ISSN ONLINE(2320-9801) PRINT (2320-9798)

All submissions of the EM system will be redirected to Online Manuscript Submission System. Authors are requested to submit articles directly to Online Manuscript Submission System of respective journal.

Developing Intonation Pattern for Tamil Text To Speech Synthesis System

K.C.Rajeswari, G. Karthick Prabu
  1. Assistant Professor, Department of CSE, Sona College of Technology, Salem, TamilNadu, India
  2. M.E, Department of CSE, Sona College of Technology, Salem, TamilNadu, India
Related article at Pubmed, Scholar Google

Visit for more related articles at International Journal of Innovative Research in Computer and Communication Engineering


The demands of interactive approaches to TTS require more freedom to express prosody than current systems allow. Most current TTS systems, including the Bell Labs TTS system, were designed to operate on text with little or no ‘‘mark-up’’ information beyond the text. The prosody subsystem was therefore designed conservatively. The application may be ‘‘intending’’ to convey that a set of words is a single proper noun, that a word is especially important, or that a word needs confirmation. This state information needs to be expressed prosodically, so one should think of speech synthesis more in the context of a concept-to-speech system than a text to- speech system. Similarly, there are applications where the simulation of emotions, subtle meanings in speech acts, and stylistic variations are desirable.

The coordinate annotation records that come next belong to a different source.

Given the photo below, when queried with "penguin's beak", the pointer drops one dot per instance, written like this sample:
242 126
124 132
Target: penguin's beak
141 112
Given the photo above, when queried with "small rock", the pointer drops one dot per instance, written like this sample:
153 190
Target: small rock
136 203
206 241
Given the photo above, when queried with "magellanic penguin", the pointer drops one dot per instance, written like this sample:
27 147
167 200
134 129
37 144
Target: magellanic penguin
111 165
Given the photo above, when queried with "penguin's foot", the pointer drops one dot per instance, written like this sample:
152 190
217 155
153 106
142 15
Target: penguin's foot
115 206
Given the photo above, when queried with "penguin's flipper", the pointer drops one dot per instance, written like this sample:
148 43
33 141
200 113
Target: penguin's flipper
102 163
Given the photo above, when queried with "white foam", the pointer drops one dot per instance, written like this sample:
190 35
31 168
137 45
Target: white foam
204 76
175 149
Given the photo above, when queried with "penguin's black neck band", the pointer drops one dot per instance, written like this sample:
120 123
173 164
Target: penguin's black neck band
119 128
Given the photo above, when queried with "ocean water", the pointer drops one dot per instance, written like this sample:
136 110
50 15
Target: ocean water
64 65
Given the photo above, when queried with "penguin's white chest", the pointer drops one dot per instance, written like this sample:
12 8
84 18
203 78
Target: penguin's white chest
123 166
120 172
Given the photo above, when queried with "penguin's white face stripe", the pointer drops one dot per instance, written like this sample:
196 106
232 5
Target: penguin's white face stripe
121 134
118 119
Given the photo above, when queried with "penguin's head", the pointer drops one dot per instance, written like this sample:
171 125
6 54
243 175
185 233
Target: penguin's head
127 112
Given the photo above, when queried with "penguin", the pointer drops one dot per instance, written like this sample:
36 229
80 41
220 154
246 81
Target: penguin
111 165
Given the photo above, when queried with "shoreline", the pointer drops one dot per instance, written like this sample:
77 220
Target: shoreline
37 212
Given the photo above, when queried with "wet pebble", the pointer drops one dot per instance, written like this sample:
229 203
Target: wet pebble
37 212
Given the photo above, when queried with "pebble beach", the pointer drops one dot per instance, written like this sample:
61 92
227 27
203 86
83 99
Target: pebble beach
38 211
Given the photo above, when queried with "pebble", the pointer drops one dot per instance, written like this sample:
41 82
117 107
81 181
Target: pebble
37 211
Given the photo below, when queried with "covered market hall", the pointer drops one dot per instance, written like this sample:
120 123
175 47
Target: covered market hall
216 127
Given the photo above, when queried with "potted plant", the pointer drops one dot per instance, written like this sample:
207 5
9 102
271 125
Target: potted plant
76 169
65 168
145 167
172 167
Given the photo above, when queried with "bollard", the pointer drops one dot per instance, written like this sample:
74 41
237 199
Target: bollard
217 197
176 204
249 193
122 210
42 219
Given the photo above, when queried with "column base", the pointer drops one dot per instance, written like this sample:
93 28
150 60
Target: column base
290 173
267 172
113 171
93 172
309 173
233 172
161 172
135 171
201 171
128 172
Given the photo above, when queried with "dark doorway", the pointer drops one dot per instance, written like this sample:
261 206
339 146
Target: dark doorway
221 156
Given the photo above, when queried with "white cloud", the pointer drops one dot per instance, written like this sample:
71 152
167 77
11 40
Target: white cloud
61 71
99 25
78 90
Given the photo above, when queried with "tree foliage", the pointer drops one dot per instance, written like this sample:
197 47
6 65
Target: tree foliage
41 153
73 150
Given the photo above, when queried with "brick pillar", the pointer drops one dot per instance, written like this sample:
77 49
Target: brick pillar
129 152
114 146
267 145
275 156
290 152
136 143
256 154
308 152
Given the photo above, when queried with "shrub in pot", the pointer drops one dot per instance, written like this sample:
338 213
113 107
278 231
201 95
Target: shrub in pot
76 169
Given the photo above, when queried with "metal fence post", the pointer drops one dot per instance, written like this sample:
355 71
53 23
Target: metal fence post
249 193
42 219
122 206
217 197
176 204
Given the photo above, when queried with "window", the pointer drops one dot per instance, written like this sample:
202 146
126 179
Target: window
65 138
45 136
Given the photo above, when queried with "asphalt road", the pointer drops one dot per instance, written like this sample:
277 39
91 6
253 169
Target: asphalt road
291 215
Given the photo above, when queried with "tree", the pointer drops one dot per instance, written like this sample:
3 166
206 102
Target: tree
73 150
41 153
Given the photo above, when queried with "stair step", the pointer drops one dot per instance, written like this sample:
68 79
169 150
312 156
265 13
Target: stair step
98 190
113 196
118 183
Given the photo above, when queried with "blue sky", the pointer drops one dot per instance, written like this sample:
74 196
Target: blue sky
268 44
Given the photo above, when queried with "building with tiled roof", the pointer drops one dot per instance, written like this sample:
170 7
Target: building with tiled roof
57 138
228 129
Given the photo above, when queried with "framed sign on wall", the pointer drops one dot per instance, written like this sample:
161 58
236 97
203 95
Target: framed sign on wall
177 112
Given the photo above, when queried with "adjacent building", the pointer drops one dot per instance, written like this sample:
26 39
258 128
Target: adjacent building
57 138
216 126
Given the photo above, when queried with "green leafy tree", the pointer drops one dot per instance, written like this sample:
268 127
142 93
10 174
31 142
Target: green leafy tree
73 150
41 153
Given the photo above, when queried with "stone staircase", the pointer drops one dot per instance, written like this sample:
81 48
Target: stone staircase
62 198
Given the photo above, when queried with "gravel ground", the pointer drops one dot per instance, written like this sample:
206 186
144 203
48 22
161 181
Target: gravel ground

Simulation of emotions, prosody subsystem, Speech synthesis


In the XXI century widespread use of computers opened a new stage in information interchange between the user and the computer. Among other things, an opportunity to input the information to computer through speech, and to reproduce in voice text information stored in the computer have been made possible. The paper is dedicated to the second part of this issue, i.e. to the computer-aided text-to-speech synthesis, that is recognized as a very urgent problem. Nowadays the solution of this problem can be applied in various fields. First of all, it would be of great importance for people with weak eyesight. In the modern world, it is practically impossible to live without an information exchange. The people with weak eyesight face with big problems while receiving the information through reading. A lot of methods are used to solve this problem. For example, the sound version of some books is created. As a result, people with weak eyesight have an opportunity to receive the information by listening. But there can be a case when the sound version of the necessary book couldn’t be found. Therefore, the implementation of the speech technologies for information exchange for users with weak eyesight is of a crucial necessity. Synthesis of speech is the transformation of the text to speech. This transformation is converting the text to the synthetic speech that is as close to real speech as possible in compliance with the pronunciation norms of special language. TTS is intended to read electronic texts in the form of a book, and also to vocalize texts with the use of speech synthesis. When developing our system not only widely known modern methods but also a new approach of processing speech signal was used. In general, synthesis of speech can be necessary in all the cases when the addressee of the information is a person.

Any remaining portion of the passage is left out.